The source of my suffering is major depressive disorder and general anxiety disorder. I am under the care of a doctor and most of the time, these illnesses are managed. Sometimes they rear their ugly head and try to create havoc. These are very real but poorly understood by most people.
My approach up until now has been to hope and pray for relief and release and look for the day when I am no longer afflicted. I have hoped for a long time that eventually I would be free from this affliction. That is a very frustrating way to cope. Not the hope and prayers – those are my lifeline, but hoping must be properly placed and expecting that this suffering is only for a season has given me a wishful hope that disappoints on a regular basis. I’ll go a season free from the effects and be thankful. Then I am t-boned and for no reason at all, my mood crashes, crushing my feeble hope. It just happens. Trying to discern the triggers is simple a different way to look for the same thing – release.

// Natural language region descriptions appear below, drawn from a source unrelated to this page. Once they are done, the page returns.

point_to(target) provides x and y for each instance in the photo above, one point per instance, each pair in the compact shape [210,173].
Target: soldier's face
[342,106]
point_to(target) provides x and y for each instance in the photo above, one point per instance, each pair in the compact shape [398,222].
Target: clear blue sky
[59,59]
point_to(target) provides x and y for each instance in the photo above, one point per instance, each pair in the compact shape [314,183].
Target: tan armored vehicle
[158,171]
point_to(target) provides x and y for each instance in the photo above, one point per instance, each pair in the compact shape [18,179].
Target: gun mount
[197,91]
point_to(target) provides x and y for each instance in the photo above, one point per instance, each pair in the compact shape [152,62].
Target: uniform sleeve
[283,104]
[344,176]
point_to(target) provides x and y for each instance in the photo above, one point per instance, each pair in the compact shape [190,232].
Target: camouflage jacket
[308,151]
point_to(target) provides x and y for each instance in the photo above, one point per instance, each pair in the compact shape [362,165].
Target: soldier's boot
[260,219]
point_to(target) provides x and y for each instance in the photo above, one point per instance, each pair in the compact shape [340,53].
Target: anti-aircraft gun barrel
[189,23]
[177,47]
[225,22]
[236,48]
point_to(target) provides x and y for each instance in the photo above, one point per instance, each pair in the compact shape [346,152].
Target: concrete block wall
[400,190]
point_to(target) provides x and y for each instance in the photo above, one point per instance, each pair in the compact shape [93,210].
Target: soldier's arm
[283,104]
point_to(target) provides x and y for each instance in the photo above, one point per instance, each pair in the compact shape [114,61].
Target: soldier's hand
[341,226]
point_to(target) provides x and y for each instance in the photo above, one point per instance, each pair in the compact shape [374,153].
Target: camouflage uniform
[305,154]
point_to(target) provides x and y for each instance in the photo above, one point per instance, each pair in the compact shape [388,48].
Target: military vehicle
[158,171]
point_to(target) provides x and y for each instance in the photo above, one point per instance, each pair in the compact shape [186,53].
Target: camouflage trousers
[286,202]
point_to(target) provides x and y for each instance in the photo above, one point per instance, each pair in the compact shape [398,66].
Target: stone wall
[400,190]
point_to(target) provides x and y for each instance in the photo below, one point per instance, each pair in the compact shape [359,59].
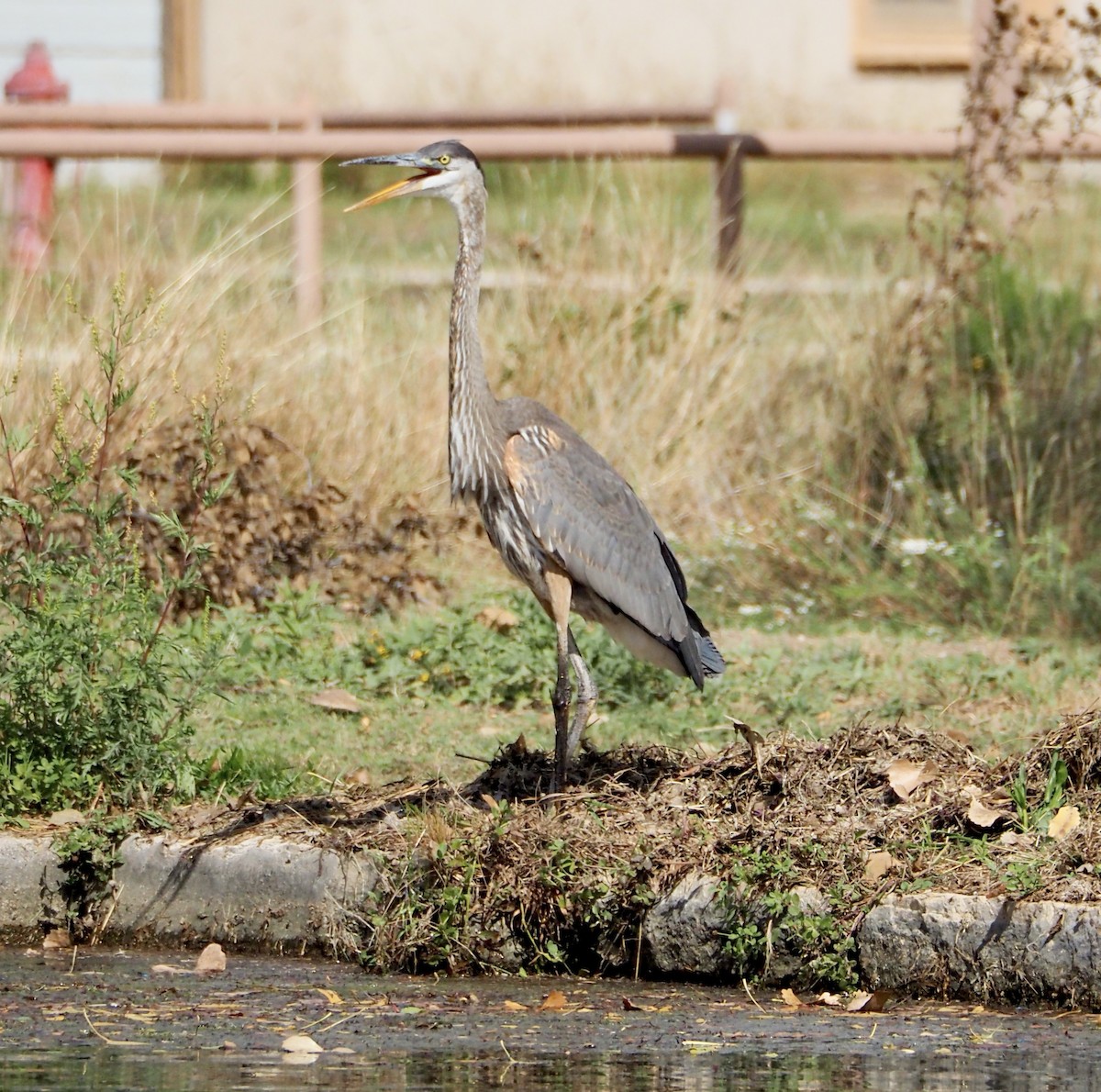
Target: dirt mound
[498,875]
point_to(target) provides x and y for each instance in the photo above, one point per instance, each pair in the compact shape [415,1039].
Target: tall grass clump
[96,690]
[963,483]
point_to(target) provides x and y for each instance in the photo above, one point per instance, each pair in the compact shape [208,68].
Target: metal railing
[307,138]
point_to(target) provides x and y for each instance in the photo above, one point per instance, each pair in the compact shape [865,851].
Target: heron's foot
[584,704]
[560,701]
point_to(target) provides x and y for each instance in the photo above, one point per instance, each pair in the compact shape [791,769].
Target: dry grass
[495,876]
[698,390]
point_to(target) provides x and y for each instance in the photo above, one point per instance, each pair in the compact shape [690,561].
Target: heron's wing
[589,519]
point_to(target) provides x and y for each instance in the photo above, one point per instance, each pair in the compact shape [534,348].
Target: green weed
[96,690]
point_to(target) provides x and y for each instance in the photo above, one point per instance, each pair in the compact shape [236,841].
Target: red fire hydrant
[34,183]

God gives hope that does not disappoint. He gives hope that is certain and fixed in His Word. His Word is that He is with us. He will never leave us. He will not forsake or desert us. He will provide and supply everything that we need according to His riches in Christ Jesus and according to will, He will give us what we ask for. That is what he has given me in Byron’s words. I am suffering – sometimes much and sometimes not so much – and I know that all the time, every day God is with me He holds me up with His righteous right hand. Surely he helps me. It’s okay. I will live with this as long as it is according to God’s will and if that is until I am with Him in heaven, then it’s okay. No, I will not always like it but I will always be loved and cared for by my Father who loves me and gave up his only begotten Son for me so that I can have new life through Him. I know there is a day when my body and mind will be reconciled with my spirit and made perfect. That is a hope that will not disappoint and that is a hope that is okay.